Charlie Samuya Veric
Critic, Poet, and Curator
Charlie Samuya Veric
Charlie Samuya Veric is a critic, poet, and curator interested in cultural themes in Philippine Studies and American Studies. His scholarship is published widely on both sides of the Pacific. He is also the author of two best-selling and acclaimed poetry collections, Histories (2015), and Boyhood: A Long Lyric (2017). In 2016, he curated the landmark exhibition ‘Figuring Filipino Utopia’, which explored the development of modern art following the formal decolonization of the Philippines. He is currently completing a book, titled ‘Children of the Postcolony’, which examines the emergence of a postcolonial history of ideas after the Philippines gained its independence from the United States in 1946. The first Filipino to receive a PhD in American Studies from Yale, where his dissertation was accepted without revision, he teaches literature and cultural theory at Ateneo de Manila University.

Zukiswa Wanner
Author
Zukiswa Wanner
Zukiswa Wanner is the author of four novels, two children’s books, a domestic satire, and a soon to be published literary travel memoir, Hardly Working.

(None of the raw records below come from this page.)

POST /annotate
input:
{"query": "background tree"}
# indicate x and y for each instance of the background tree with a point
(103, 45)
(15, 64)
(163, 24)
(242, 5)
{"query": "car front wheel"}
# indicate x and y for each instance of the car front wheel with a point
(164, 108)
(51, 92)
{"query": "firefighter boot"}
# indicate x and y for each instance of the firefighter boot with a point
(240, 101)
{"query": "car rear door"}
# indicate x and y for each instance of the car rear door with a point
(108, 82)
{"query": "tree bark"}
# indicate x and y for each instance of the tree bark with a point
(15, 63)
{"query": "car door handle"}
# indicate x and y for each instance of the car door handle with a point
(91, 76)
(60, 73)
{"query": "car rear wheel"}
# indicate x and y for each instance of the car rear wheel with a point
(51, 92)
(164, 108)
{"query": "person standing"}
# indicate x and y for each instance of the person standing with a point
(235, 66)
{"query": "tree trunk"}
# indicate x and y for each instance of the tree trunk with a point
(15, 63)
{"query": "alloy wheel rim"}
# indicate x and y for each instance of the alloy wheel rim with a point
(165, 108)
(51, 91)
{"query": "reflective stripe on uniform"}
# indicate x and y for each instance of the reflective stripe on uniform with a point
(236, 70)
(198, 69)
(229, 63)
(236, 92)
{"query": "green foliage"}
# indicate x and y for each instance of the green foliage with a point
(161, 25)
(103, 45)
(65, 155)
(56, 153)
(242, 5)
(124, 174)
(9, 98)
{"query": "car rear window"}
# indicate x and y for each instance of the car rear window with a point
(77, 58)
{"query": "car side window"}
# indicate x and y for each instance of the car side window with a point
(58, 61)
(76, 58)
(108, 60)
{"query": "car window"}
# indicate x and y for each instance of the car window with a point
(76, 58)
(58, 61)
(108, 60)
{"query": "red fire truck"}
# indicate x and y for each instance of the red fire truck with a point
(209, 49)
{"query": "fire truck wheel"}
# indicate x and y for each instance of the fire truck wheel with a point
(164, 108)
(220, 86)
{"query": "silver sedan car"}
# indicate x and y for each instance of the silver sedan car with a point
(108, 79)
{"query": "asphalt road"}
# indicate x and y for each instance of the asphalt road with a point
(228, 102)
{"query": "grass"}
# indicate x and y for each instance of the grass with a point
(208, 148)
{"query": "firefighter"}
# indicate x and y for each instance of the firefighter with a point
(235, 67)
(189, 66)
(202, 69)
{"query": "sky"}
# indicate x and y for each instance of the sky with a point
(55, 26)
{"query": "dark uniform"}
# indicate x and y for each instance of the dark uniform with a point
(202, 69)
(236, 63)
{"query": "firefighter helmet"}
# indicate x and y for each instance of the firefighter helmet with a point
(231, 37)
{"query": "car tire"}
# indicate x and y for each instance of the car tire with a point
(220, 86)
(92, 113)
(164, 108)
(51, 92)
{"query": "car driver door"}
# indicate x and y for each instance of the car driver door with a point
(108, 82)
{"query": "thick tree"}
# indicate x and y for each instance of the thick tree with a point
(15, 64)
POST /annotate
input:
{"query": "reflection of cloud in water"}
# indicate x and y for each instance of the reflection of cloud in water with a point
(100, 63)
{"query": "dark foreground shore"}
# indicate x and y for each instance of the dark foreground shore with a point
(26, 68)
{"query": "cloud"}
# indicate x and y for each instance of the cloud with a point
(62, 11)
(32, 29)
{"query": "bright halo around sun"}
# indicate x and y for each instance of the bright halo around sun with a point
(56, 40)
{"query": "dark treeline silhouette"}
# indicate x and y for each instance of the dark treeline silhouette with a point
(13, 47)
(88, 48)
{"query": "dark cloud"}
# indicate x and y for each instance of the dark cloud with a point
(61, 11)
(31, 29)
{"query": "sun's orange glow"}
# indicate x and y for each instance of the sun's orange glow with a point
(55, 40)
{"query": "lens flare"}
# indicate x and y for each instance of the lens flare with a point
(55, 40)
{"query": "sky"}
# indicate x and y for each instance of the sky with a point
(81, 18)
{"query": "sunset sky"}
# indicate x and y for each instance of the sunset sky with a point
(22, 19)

She judged the Etisalat Prize for Literature (now 9Mobile), the Commonwealth Short Story Prize, and the Writivism Short Story Prizes. Wanner is a facilitator of the Sol Plaatje University Fiction workshop, has facilitated the FEMRITE and Writivism workshops, and has co-facilitated a Caine workshop. She serves on the Advisory Board of the Ake Festival.